US Government Lagging on Border Gateway Protocol SecurityHeads of FCC, CISA Call for BGP Overhaul, Industry Collaboration
The U.S. federal government acknowledged that it is lagging behind on border gateway protocol security practices. Officials from several government agencies, ISPs and cloud content providers organized a workshop to understand the latest security improvements underway.
Cybersecurity and Infrastructure Security Agency Director Jen Easterly, along with Federal Communications Commission Chairwoman Jessica Rosenworcel convened a workshop last week with federal partners from the Office of the National Cyber Director, the National Institute of Standards and Technology, the Office of the Director of National Intelligence, the Department of Justice and the National Telecommunications and Information Administration.
Along with the federal agencies, the workshop was attended by representatives from industry, including internet service providers, cloud content providers and nonprofit organizations.

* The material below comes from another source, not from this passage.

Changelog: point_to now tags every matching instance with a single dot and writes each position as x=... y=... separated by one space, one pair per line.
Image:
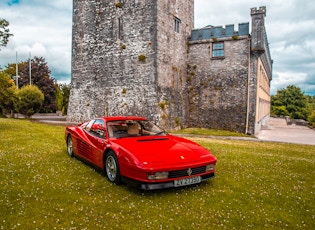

BGP is a gateway protocol that enables the internet to exchange routing information between autonomous systems so that data gets where it's supposed to go. By distributing routing information, BGP enables routers to connect users with specific IP address prefixes.
In September 2022, the departments of Justice and Defense called on the Federal Communications Commission to manage internet routing security vulnerabilities by requiring ISPs to implement technical security standards to lock down internet traffic routing as well as require "increased transparency" into real-world traffic flows (see: Pentagon Backs Call for Internet Routing Security Fixes).
The Pentagon and the Justice Department's recommendations echoed CISA's call for the FCC to take a more active role in securing the border gateway protocol after the agency earlier this year asked for public comment about whether it should do so (see: Regulator Announces Border Gateway Protocol Security Review).
The BGPStream open-source framework for analyzing BGP data reported that in the first half of 2020, more than 3,400 outages were reported, of which 23% were "potential" hijacking attempts.
"I've lost track of the years I've been trying to warn about this," Alan Woodward, a professor of computer science at the University of Surrey who's an expert on cybercrime, told Information Security Media Group. "There are some putative standards to help the problem but low adoption. It's all still down to trust, and in the current world order that's in short supply."
Rosenworcel and Easterly said the workshop offered an opportunity to build on the FCC's work with ISPs over the past year to better understand the security vulnerabilities and how to best reduce these risks.
The workshop focused on steps taken by stakeholders to enhance internet traffic routing security, efforts taken by the FCC to protect the nation's communications networks from vulnerabilities posed by BGP, and how government and industry can collaborate effectively to facilitate the implementation of industry standards and best practices.
The workshop also recommended collaboration among industry partners to assist network operators in how to implement measures to help demonstrate the business case for others to follow in their footsteps.
"Network edge providers must send a clear signal to their ISP about the importance of BGP security and the implementation of route origin validation. We stand ready to support the development of industry commitments to quickly adopt critical measures to make BGP more secure," Rosenworcel and Easterly said in a statement.
They also called out chief information officers and chief information security officers as they play an important role and need to send clear demand signals to their ISPs about the importance of BGP security, including whether they are implementing Route Origin Validation.
BGP was designed for expediency, not security, said Easterly and Rosenworcel in a blog post last week. They said it does not include explicit security features to ensure trust in the exchange of information. That results in adversaries deliberately falsifying BGP reachability information to redirect traffic. State-level actors have been suspected over the years of exploiting BGP vulnerabilities for hijacking.
These hijacks expose personal information; enable theft, extortion and state-level espionage; and disrupt security-critical transactions, including in the financial sector.
In February 2022, in a similar hacking incident, unknown actors stole around $1.9 million from South Korean cryptocurrency platform KLAYswap using a BGP hack in the server infrastructure of one of its suppliers (see: Crypto Exchange KLAYswap Loses $1.9M After BGP Hijack).
The hackers manipulated the network flow and configured it so that the users connected to KLAYswap could download malicious code from the server sent by the attacker rather than the normal software development kit file or KakaoTalk, a popular South Korean instant messaging, marketing and customer service application used by the cryptocurrency exchange platform.
Xinxin Fan, IoTeX co-founder and head of cryptography, described how these dedicated, crafted attacks hijacked BGP to inject malicious code into a user's browser and then steal the victim's funds. Fan, a cryptographer and a cybersecurity expert who has worked for Facebook and Google, told Information Security Media Group in a February 2022 report that detailed the KLAYswap attack, "Such an attack highlights that security is a multilayer issue, and cryptocurrency platforms should apply the defense-in-depth approach to protect their customers' assets."